Tahun Baru Diatas Tangis Palestina
oleh Haryandi
Sabtu, 03/01/2009 09:54 WIB
Cetak |
Kirim |
RSS
Baru
kali ini diri merasakan tahun baru di Swedia. Pukul 22.00 kami beranjak
menuju pusat kota di Goteborg, kota terbesar kedua setelah ibukota
Swedia, Stockholm. Dinginnya malam, dengan suhu -2 C tak urung
mengerdilkan nyali warga untuk menghabiskan malam tahun baru dengan
berpesta dan berkumpul.
Sempat hati tak ingin ikut menikmati malam pergantian tahun ini,
tapi momen ini menjadi hikmah tersendiri untuk mengukur nikmat Allah
kepada hambaNya. Malam itu dipenuhi pesta dan hura-hura. Diskotik, pub,
club, dan sarana hiburan lainnya ramai pengunjung bahkan hingga antrian
panjang memenuhi lorong-lorong di pusat keramaian. Di jalan-jalan
ratusan pemuda pemudi bermabuk ria. Miras yang dibeli sejak sore,
dihabiskan untuk malam tahun baru, padahal dari sisi harganya sangat
mahal karena kebijakan pajak tinggi untuk miras dari pemerintah Swedia.

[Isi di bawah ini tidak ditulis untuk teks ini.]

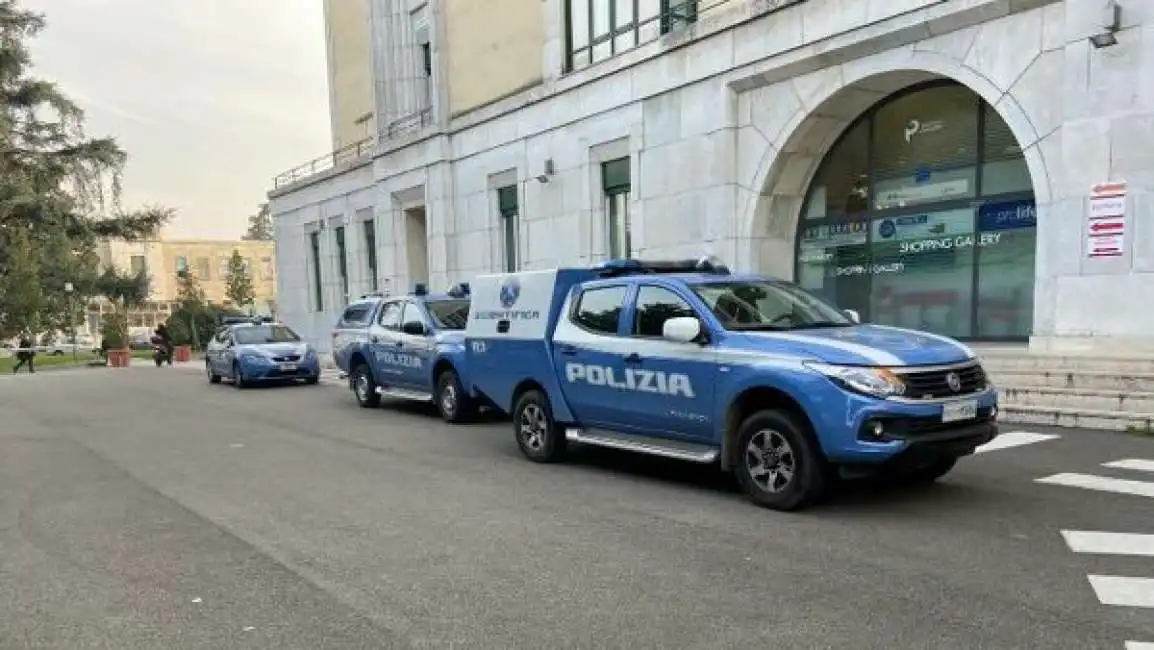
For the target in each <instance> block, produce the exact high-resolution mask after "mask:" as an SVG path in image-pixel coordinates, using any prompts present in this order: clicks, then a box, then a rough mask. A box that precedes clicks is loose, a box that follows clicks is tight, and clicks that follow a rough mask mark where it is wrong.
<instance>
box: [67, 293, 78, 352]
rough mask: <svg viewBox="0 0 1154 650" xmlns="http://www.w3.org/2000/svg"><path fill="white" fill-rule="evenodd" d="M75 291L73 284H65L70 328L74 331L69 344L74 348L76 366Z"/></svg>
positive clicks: (68, 318)
mask: <svg viewBox="0 0 1154 650" xmlns="http://www.w3.org/2000/svg"><path fill="white" fill-rule="evenodd" d="M74 290H75V287H74V286H73V283H70V282H66V283H65V293H67V294H68V328H69V329H70V330H72V338H70V339H69V342H70V343H72V346H73V363H74V364H75V363H76V307H75V305H73V298H72V296H73V291H74Z"/></svg>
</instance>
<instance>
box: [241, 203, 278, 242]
mask: <svg viewBox="0 0 1154 650" xmlns="http://www.w3.org/2000/svg"><path fill="white" fill-rule="evenodd" d="M241 239H243V240H246V241H272V212H271V211H269V204H268V203H261V208H260V209H258V210H257V211H256V214H255V215H253V216H250V217H248V231H247V232H246V233H245V236H243V237H241Z"/></svg>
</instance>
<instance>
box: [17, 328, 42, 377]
mask: <svg viewBox="0 0 1154 650" xmlns="http://www.w3.org/2000/svg"><path fill="white" fill-rule="evenodd" d="M33 345H35V344H33V342H32V336H31V335H30V334H28V333H27V331H25V333H24V334H22V335H20V349H18V350H17V352H16V365H15V366H13V368H12V374H16V373H18V372H20V368H21V367H23V366H25V365H27V366H28V372H29V373H35V372H36V365H35V363H33V359H35V358H36V349H35V348H33Z"/></svg>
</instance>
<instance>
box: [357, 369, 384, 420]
mask: <svg viewBox="0 0 1154 650" xmlns="http://www.w3.org/2000/svg"><path fill="white" fill-rule="evenodd" d="M349 387H350V388H352V390H353V396H354V397H357V404H359V405H360V408H361V409H376V408H377V406H380V405H381V395H380V394H379V393H377V391H376V381H374V380H373V373H372V371H369V369H368V366H366V365H365V364H361V365H359V366H357V367H355V368H353V372H352V374H351V375H349Z"/></svg>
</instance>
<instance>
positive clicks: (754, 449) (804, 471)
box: [736, 411, 829, 511]
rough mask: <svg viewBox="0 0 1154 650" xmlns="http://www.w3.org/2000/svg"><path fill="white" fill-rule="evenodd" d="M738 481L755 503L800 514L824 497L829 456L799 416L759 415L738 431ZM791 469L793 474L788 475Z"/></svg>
mask: <svg viewBox="0 0 1154 650" xmlns="http://www.w3.org/2000/svg"><path fill="white" fill-rule="evenodd" d="M755 449H757V450H760V454H755V453H754V450H755ZM737 454H739V457H737V463H736V465H737V466H736V472H737V480H739V483H741V486H742V488H743V490H744V491H745V494H747V495H748V496H749V499H750V501H752V502H754V503H756V505H758V506H762V507H763V508H771V509H774V510H785V511H789V510H800V509H803V508H805V507H807V506H809V505H811V503H814V502H815V501H816V500H818V499H819V498H820V496H822V495H823V494H824V493H825V488H826V478H827V473H829V471H827V464H826V462H825V457H824V456H823V455H822V451H820V449H819V448H818V446H817V442H816V441H815V440H814V439H812V438H811V436H810V435H809V434H808V433H807V431H805V428H804V426H803V425H802V424H801V423H800V421H799V419H797V417H796V416H794V414H792V413H789V412H787V411H760V412H757V413H754V414H752V416H750V417H748V418H745V421H743V423H742V424H741V428H740V429H739V431H737ZM786 469H790V470H792V471H790V472H788V473H786V472H785V471H782V470H786Z"/></svg>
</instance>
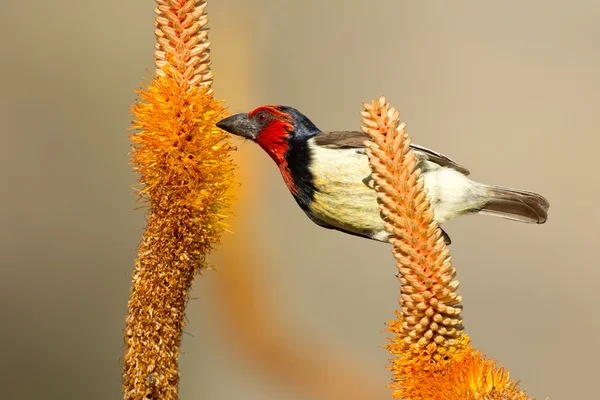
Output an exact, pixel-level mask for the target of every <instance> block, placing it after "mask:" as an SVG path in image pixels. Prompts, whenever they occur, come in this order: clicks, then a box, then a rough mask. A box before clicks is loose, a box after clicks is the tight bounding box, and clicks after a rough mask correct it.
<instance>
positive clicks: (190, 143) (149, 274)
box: [123, 0, 234, 400]
mask: <svg viewBox="0 0 600 400" xmlns="http://www.w3.org/2000/svg"><path fill="white" fill-rule="evenodd" d="M157 3H158V7H157V8H156V9H155V12H156V14H157V17H156V23H155V25H156V26H157V28H158V29H157V30H156V35H157V40H158V43H157V46H156V47H157V51H156V52H155V59H156V66H157V71H156V75H157V76H156V77H155V78H154V80H153V81H152V83H151V84H150V85H148V86H147V87H146V88H145V89H143V90H139V91H138V94H139V99H138V101H137V102H136V104H135V105H134V107H133V109H132V111H133V114H134V116H135V120H134V121H133V123H132V127H133V128H135V129H137V130H138V132H137V133H134V134H133V135H131V142H132V148H133V149H132V158H131V161H132V164H133V166H134V169H135V171H136V172H137V174H138V182H139V184H140V186H141V189H140V192H139V196H140V200H142V201H144V202H146V203H147V204H148V205H149V210H148V213H147V226H146V230H145V232H144V235H143V238H142V240H141V242H140V245H139V247H138V258H137V260H136V265H135V269H134V272H133V283H132V287H131V292H130V297H129V303H128V310H129V311H128V314H127V326H126V328H125V356H124V368H123V369H124V372H123V392H124V398H125V399H128V400H129V399H131V400H133V399H136V400H138V399H148V398H152V399H165V400H174V399H177V398H178V384H179V369H178V355H179V347H180V345H181V336H182V332H183V326H184V315H185V306H186V304H187V300H188V293H189V290H190V288H191V286H192V283H193V281H194V277H195V276H196V274H198V273H199V272H201V270H202V269H203V268H206V262H205V257H206V255H207V254H208V253H209V252H210V250H211V249H212V246H213V245H214V244H216V243H218V241H219V238H220V235H221V233H222V231H223V230H224V228H225V225H224V222H223V219H224V218H225V216H226V215H227V213H228V211H227V209H228V206H229V200H228V198H227V196H226V191H227V189H228V187H229V186H230V185H231V182H232V180H233V169H234V166H233V164H232V162H231V159H230V152H231V150H233V147H232V146H230V145H229V144H228V142H227V141H226V139H227V136H226V134H225V133H224V132H223V131H221V130H220V129H217V128H216V127H215V124H216V123H217V122H218V121H219V120H221V119H222V118H224V117H225V116H226V115H225V114H226V113H225V110H224V108H223V107H222V106H221V105H220V103H219V102H218V101H217V100H215V99H214V98H213V93H212V89H211V88H210V85H211V83H212V73H211V72H210V69H209V65H210V59H209V53H208V46H209V42H208V37H207V33H208V31H207V30H205V29H203V27H204V25H205V24H206V22H207V18H206V16H205V15H204V8H205V6H206V1H176V0H169V1H159V0H157Z"/></svg>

Berbagai hiburan ditawarkan, pesta khusus pun direncanakan.
Detik-detik pergantian tahun selalu diiringi letusan dan kemilau
kembang api. Dari segenap penjuru kota Gotenborg penuh dihiasi cahaya
warna warni tanda tahun sudah berganti. Entah, berapa uang yang keluar
pada malam ini. Andai 1 set kembang api dengan harga 100 SEK (1 SEK
sekitar Rp.1400) untuk ukuran standar, berapa yang terbuang pada malam
itu. Ditambah berkaleng-kaleng minuman keras dihamburkan, hanya untuk
pesta pergantian tahun 2008 menuju 2009.
Pikiranku melayang, membayangkan kondisi di salah satu negeri yang
saat itu mengalami hal yang sebaliknya. Negeri para nabi digempur dari
darat, laut, dan udara. Dentuman keras bukan suara kembang api, tapi
bom asli. Kilauan cahaya bukan warna-warni kembang api, tapi kilauan
bom dari pesawat tempur dan tank tempur. Disaat manusia berpesta pora,
mereka di blokade dari berbagai sisi bahkan negara tetangga
bersekongkol menutup perbatasan sebagai jalur bantuan. Disaat uang dan
makanan dihambur-hamburkan pada malam ini, mereka tak berdaya hingga
rumah sakit kehabisan stok obat, anak-anak dan keluarga kelaparan.
Sungguh tak adil. Orang yang menyerang dianggap pahlawan, orang yang
bertahan dianggap teroris. Persekongkolan busuk yang nyata didepan
mata. Sekitar 400 syahid dipanggil Allah, beberapa keluarga musnah
tanpa generasi, bangunan porak poranda, bahkan rumah Allah pun diluluh
lantakkan dengan berbagai dalih. Tangisan duka menyelimuti ibu-ibu yang
kehilangan anaknya, tangisan luka menghiasi tiap jengkal tanah Gaza.
Kekecaman ini kian menunjukkan arogansi umat yang terlaknat, umat yang
selalu membuat ulah disaat Allah mengirimkan nabi dan rasul pilihan.
Darah dan air mata dari pelosok Gaza. Tangis dan luka itu takkan
menyurutkan perjuangan merebut hak rakyat Palestina. Sekecil apapun
bantuan kita, baik doa dan finansial. Semoga Allah memberi balasan yang
setimpal dan memberikan kekuatan kepada saudara-saudara kita di
Palestina. Untuk saudaraku di Gaza, Allahlah tujuan akhir kita.